# INTRODUCTION

**__ !! If you liked my work, please upvote this kernel. Thank you! __**

In this kernel we'll create four classification models to identify HeartDisease output class:

* Logistic Regression
* K-Nearest Neighbors
* Deicision Tree
* Random Forest


I'll be using tidymodels package with default model parametrs.

# DATA LOADING AND PREPROCESSING

In this step, we'll
1. Load the required libraries
2. Load the data
3. Display first few rows of the data
4. Check for data types
5. Check for missing values
6. Descriptive statistics for numeric values
7. Count unique values for all categorical variables

In [None]:
# Load required libraries
library(readr)
library(dplyr)
library(ggplot2)
library(GGally)
library(scales)
library(tidyverse)
library(gridExtra)
library(tidymodels)
library(rsample)
library(ggcorrplot)
library(recipes)
library(parsnip)
library(tune)
library(yardstick)
library(psych)
library(caret)

In [None]:
# Load the dataset
heart_data <- read_csv("/kaggle/input/heart-failure-prediction/heart.csv")
head(heart_data)

In [None]:
#Check for data types
heart_data %>% glimpse()

ERROR: Error in heart_data %>% glimpse(): could not find function "%>%"


In [None]:
#Check for missing values
heart_data %>%
  summarise(across(everything(), ~ sum(is.na(.x))))

In [None]:
#Descriptive statistics for numberic values
heart_data %>%
  select(where(is.numeric)) %>%
  describe()

In [None]:
# Count unique values for categorical variables
heart_data %>%
  summarise(across(where(is.character), n_distinct))

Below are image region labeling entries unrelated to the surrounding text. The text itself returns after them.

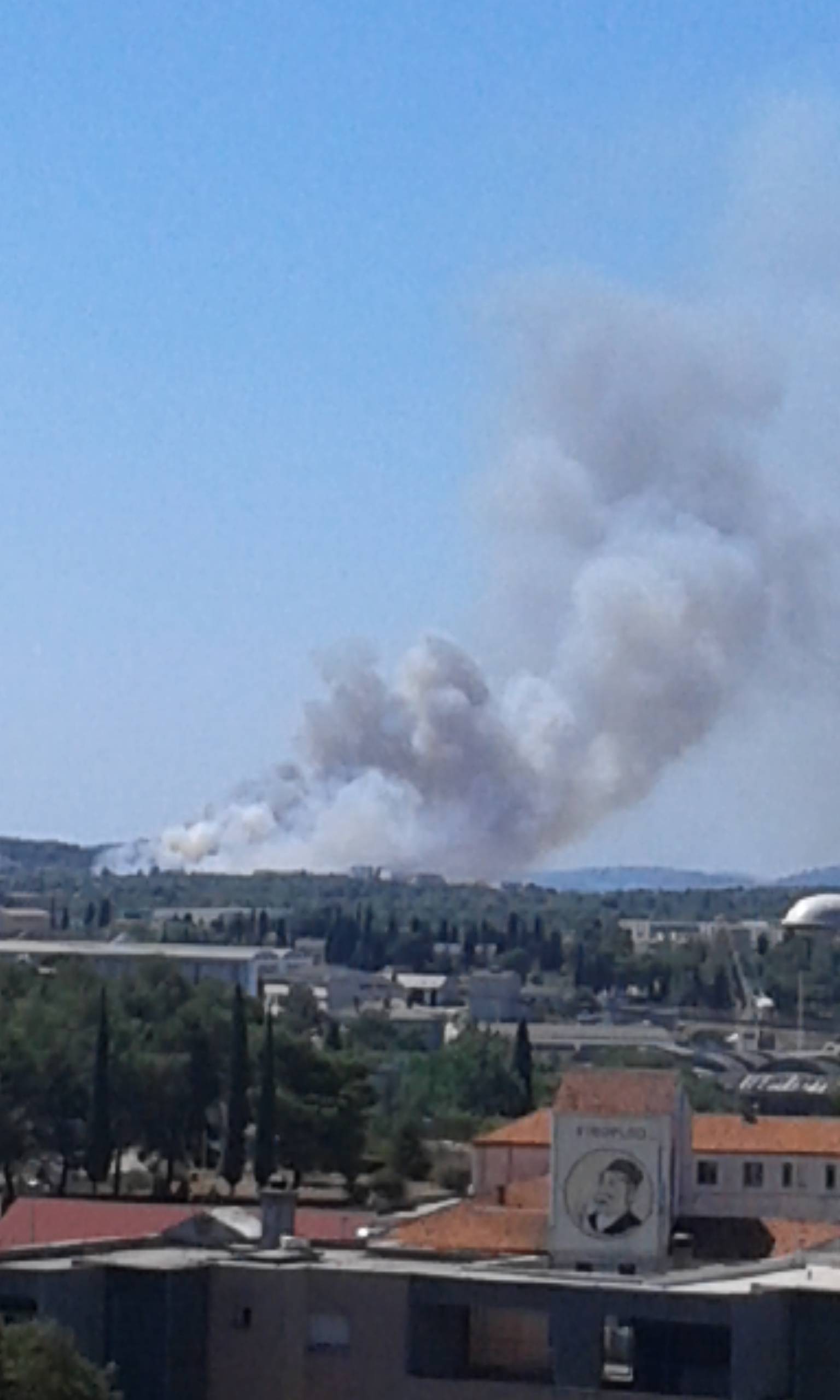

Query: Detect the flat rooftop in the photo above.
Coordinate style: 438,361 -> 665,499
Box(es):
10,1245 -> 840,1298
0,938 -> 283,963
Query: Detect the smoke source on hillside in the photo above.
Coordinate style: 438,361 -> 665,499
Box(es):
109,280 -> 819,877
108,103 -> 827,877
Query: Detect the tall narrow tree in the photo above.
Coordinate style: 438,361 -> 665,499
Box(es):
514,1020 -> 533,1113
221,987 -> 248,1195
84,988 -> 113,1192
253,1012 -> 277,1186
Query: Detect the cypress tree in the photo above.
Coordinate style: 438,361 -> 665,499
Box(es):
514,1020 -> 533,1113
253,1012 -> 277,1186
84,988 -> 113,1192
221,987 -> 248,1195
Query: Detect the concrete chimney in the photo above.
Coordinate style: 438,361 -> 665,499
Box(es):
259,1186 -> 297,1249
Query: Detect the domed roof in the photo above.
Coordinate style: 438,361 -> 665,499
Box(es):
781,895 -> 840,931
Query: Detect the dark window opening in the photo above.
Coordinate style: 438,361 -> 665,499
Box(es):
409,1305 -> 553,1385
602,1317 -> 731,1400
0,1293 -> 38,1323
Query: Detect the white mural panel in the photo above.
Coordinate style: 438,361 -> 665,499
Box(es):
552,1115 -> 670,1258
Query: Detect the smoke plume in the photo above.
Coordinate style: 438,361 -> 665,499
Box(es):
109,264 -> 820,877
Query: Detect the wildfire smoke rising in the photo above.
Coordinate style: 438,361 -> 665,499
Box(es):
108,269 -> 819,877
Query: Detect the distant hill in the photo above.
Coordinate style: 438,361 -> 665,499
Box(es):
0,836 -> 105,872
775,865 -> 840,889
529,865 -> 756,895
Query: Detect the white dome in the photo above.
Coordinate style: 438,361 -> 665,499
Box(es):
781,895 -> 840,931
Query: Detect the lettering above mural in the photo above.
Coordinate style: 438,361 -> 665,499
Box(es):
563,1150 -> 654,1239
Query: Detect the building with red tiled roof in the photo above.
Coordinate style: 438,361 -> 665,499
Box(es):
464,1068 -> 840,1267
692,1113 -> 840,1158
0,1195 -> 203,1252
385,1201 -> 547,1257
472,1109 -> 552,1195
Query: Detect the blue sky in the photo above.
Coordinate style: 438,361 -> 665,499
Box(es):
0,0 -> 840,868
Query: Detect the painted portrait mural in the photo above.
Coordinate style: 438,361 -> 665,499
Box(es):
563,1148 -> 654,1240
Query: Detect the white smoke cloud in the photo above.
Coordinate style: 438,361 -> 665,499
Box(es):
109,109 -> 825,877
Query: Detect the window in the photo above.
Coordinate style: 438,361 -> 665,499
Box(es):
307,1313 -> 350,1351
469,1308 -> 553,1382
600,1316 -> 635,1386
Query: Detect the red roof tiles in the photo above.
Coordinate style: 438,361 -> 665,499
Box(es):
0,1195 -> 197,1250
692,1113 -> 840,1157
385,1201 -> 547,1256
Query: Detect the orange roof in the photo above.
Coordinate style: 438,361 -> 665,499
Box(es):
385,1201 -> 547,1255
763,1221 -> 840,1258
692,1113 -> 840,1157
473,1109 -> 552,1147
555,1070 -> 678,1117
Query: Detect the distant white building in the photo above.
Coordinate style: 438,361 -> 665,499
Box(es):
0,938 -> 283,997
393,972 -> 463,1007
466,972 -> 525,1022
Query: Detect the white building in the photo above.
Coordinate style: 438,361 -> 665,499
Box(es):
0,938 -> 283,997
466,972 -> 523,1023
473,1070 -> 840,1273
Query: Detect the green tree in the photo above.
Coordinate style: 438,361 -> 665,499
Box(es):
253,1012 -> 277,1186
514,1020 -> 533,1113
221,987 -> 248,1195
0,1322 -> 119,1400
388,1118 -> 431,1182
84,988 -> 113,1192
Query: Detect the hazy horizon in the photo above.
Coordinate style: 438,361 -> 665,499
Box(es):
0,0 -> 840,878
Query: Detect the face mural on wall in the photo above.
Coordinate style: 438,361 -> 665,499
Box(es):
563,1150 -> 654,1239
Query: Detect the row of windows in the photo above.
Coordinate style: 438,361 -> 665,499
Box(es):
697,1160 -> 837,1192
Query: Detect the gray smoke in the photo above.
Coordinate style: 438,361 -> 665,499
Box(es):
103,273 -> 822,877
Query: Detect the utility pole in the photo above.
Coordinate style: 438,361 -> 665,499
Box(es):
797,973 -> 805,1050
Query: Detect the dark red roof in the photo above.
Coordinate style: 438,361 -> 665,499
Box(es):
0,1195 -> 374,1253
0,1195 -> 199,1250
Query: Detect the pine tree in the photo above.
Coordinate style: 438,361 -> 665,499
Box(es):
514,1020 -> 533,1113
84,988 -> 113,1192
221,987 -> 248,1195
253,1012 -> 277,1186
389,1118 -> 431,1182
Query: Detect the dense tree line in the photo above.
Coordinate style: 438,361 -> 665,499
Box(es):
0,962 -> 374,1200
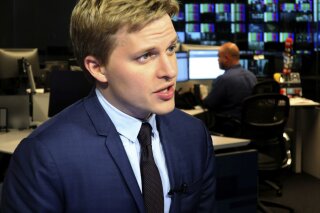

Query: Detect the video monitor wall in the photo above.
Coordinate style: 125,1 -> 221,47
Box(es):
174,0 -> 320,52
189,50 -> 224,80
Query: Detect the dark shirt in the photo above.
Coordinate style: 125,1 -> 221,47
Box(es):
203,65 -> 257,119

In the first step of the analysis, we loaded the necessary R libraries and the dataset. We discovered that the dataset comprises 918 rows and 12 variables, including 5 categorical and the remainder numeric. There were no missing values, which simplified our initial data preparation. By examining the first few rows and calculating descriptive statistics for numeric values, we gained a foundational understanding of the data's distribution. We also counted the unique entries for categorical variables, providing insights into the diversity of the dataset.

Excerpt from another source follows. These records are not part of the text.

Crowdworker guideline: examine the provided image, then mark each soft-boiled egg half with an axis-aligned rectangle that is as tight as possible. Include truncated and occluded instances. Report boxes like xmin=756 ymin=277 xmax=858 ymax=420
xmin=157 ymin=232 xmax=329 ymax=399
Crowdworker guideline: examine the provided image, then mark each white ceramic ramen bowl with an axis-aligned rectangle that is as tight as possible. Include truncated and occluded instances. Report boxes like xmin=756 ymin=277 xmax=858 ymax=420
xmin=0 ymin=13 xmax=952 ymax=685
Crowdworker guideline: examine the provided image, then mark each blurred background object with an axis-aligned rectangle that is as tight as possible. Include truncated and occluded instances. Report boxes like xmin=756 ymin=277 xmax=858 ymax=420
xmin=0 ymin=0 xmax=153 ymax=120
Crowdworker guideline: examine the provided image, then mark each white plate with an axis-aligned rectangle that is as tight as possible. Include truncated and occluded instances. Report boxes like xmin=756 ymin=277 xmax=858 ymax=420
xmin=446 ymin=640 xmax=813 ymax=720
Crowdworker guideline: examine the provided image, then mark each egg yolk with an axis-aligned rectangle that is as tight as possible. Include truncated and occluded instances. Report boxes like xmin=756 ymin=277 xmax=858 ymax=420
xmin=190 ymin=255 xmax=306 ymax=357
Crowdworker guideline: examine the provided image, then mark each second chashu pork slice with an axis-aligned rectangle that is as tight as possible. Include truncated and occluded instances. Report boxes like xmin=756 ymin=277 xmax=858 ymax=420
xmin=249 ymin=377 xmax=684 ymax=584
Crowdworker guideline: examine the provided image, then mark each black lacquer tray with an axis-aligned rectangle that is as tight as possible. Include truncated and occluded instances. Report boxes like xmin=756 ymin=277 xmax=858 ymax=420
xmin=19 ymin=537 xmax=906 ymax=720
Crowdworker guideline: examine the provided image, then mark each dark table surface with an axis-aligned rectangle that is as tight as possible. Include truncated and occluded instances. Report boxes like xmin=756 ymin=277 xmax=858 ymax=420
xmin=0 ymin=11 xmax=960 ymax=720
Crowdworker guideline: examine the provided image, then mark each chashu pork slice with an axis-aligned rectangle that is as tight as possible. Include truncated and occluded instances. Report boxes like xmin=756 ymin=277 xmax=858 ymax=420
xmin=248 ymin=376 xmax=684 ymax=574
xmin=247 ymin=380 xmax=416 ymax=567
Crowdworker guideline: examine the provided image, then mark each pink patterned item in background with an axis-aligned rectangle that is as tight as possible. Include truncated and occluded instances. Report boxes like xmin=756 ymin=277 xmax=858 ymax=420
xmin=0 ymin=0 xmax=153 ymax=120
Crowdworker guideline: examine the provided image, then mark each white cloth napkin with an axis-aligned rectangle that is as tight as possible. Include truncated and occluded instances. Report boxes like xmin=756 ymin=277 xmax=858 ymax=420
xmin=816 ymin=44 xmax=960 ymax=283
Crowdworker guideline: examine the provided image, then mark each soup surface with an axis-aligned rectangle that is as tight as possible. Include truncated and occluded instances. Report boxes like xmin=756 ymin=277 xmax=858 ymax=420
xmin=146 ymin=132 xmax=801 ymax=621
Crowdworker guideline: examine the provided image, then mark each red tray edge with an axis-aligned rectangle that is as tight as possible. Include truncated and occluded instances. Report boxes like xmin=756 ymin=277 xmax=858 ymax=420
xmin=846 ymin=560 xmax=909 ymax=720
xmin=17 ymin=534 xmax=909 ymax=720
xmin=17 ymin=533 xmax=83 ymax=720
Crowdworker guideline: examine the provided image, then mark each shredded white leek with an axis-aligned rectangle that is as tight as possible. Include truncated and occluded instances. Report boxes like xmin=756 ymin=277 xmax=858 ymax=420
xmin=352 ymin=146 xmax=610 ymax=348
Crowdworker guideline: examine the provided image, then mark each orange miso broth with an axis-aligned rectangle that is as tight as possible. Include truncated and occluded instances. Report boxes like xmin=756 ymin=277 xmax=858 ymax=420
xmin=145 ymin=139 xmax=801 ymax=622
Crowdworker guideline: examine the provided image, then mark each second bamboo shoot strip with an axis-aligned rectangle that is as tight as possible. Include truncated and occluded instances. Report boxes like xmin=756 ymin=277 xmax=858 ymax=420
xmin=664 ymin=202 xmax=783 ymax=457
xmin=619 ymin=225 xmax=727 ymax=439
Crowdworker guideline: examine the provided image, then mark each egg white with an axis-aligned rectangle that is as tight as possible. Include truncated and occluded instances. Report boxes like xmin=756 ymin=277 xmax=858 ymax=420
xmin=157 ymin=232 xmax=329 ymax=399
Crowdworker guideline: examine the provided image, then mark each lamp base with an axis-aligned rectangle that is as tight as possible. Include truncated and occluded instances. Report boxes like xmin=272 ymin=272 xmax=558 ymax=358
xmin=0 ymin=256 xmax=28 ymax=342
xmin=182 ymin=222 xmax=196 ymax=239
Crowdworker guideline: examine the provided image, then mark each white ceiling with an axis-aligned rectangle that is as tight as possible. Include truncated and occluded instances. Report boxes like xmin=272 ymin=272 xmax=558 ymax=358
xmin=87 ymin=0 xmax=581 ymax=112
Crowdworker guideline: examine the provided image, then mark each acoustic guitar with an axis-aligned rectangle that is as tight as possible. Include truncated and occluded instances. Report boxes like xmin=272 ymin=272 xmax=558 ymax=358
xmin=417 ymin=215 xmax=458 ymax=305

# EXPLORATORY DATA ANALYSIS

In this step, we'll do:
1. Distribution of numeric values
2. Counts of categorical values
3. Check for outliers (with box plots)
4. Correlation plot
5. Distribution of the target varibale

In [None]:
# Create distribution plots for numeric variables
options(repr.plot.width=12, repr.plot.height=7)

heart_data %>%
  select(where(is.numeric)) %>%
  select(-HeartDisease) %>%
  pivot_longer(cols = everything(), names_to = "variable", values_to = "value") %>%
  ggplot(aes(x = value, fill = variable)) +
  facet_wrap(~ variable, scales = "free") +
  geom_histogram(bins = 30, alpha = 0.7) +
  labs(title = "Distribution Plots for Numeric Variables") +
  scale_fill_viridis_d() +
  theme_minimal() +
  guides(fill = "none")

In [None]:
# Create plots for categorical variables
heart_data %>%
  select(where(is.character)) %>%
  pivot_longer(cols = everything(), names_to = "variable", values_to = "value") %>%
  ggplot(aes(x = value, fill = variable)) +
  facet_wrap(~ variable, scales = "free") +
  geom_bar() +
  labs(title = "Distribution Plots for Categorical Variables") +
  scale_fill_viridis_d() +
  theme_minimal() +
  guides(fill = "none")

In [None]:
# Create box plots for numeric variables by the 'HeartDisease' category
heart_data %>%
  mutate(HeartDisease = factor(HeartDisease)) %>%
  select(HeartDisease, where(is.numeric)) %>%
  pivot_longer(cols = where(is.numeric), names_to = "variable", values_to = "value") %>%
  ggplot(aes(x = HeartDisease, y = value, fill = HeartDisease)) +
  geom_boxplot() +
  facet_wrap(~ variable, scales = "free") +
  labs(x = "Heart Disease", y = "Value", title = "Box Plots for Numeric Variables by Heart Disease") +
  scale_fill_viridis_d() +
  theme_minimal()

In [None]:
# Find correlated variables
heart_data %>%
  select_if(is.numeric) %>%
  cor()

# Correlation plot
heart_data %>%
  select_if(is.numeric) %>%
  ggcorr(label = TRUE, label_size = 3)

In [None]:
# Create distribution of HeartDisease
options(repr.plot.width=7, repr.plot.height=7)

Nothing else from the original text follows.